With respect to solution-method approaches, recall that network design problems are NP-Hard in most cases of interest, and service network design ones are not different. Consequently, heuristic-type solution methods must be constructed. Yet, the research in this area is still not sufficiently developed. Particularly promising, and challenging, are matheuristics combining exact and meta-heuristic solution principles, ideally coupled with parallel optimization strategies, such as the Integrative Cooperative Search (Crainic 2019).

The development of efficient solution methods for stochastic SND and SSND is particularly challenging, even for the two-stage formulations of business-as-usual demand uncertainty case, which has been studied the most.
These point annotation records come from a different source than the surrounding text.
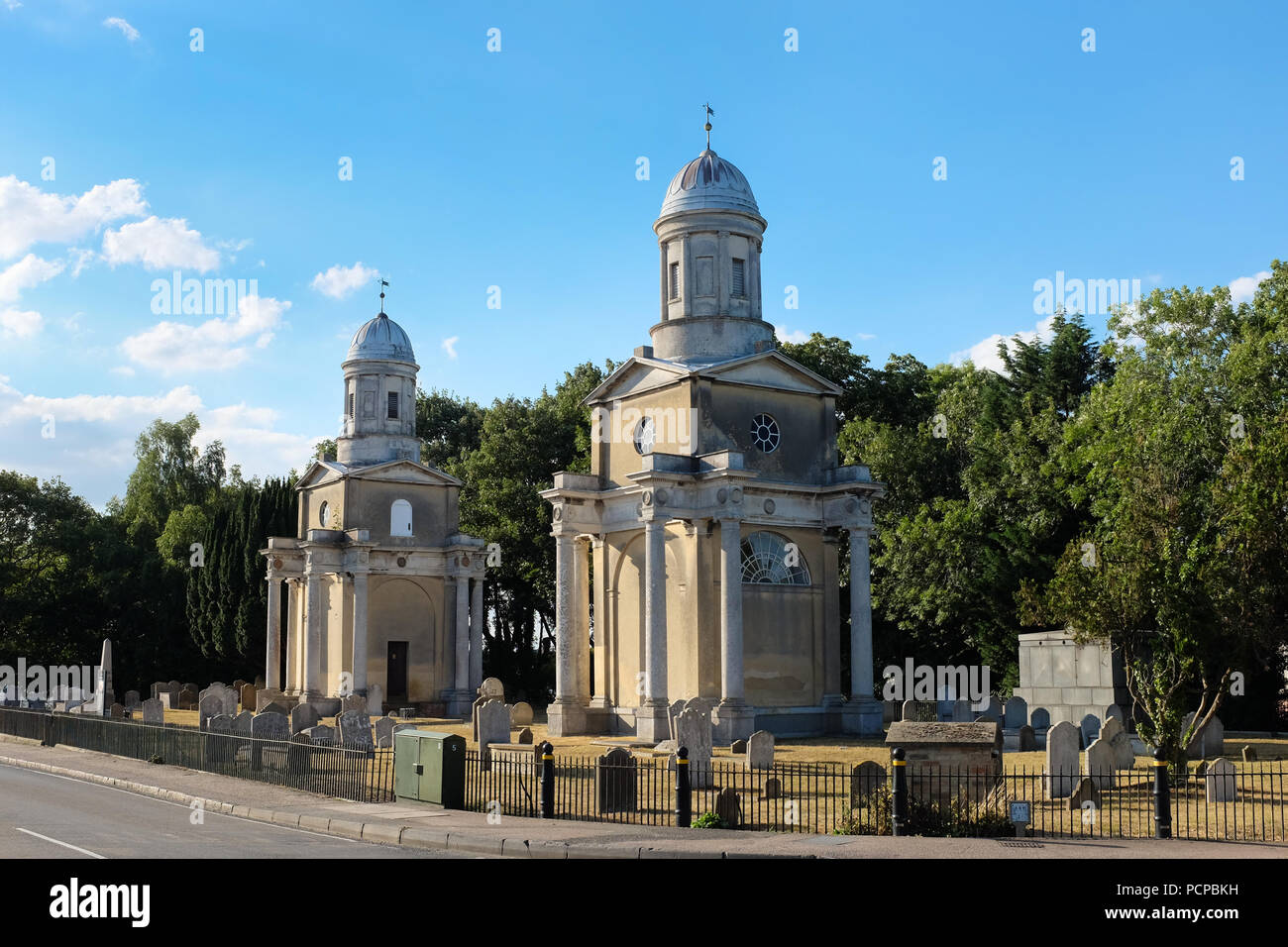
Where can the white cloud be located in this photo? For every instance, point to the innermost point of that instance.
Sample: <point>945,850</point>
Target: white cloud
<point>27,272</point>
<point>214,346</point>
<point>1243,289</point>
<point>29,215</point>
<point>160,244</point>
<point>16,324</point>
<point>984,352</point>
<point>124,26</point>
<point>340,281</point>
The adequate representation of the “future”, through sets of scenarios for example, is one the aspects contributing to this challenge. It raises issues regarding, the required number of scenarios, the purpose of scenario generation (represent the solution space or the optimal-solution neighborhood?), and how to generate the scenarios to serve this purpose. These questions are even more challenging when correlations and uncertainty in several problem parameters are considered. A scenario-based representation generally yields deterministic formulations of very large dimensions, very challenging to address as discussed above. The contributions mentioned in Sect. 6 and Chap. 9 make up the starting point of what should be a significant research effort on exact and matheuristic solution methods for stochastic service network design.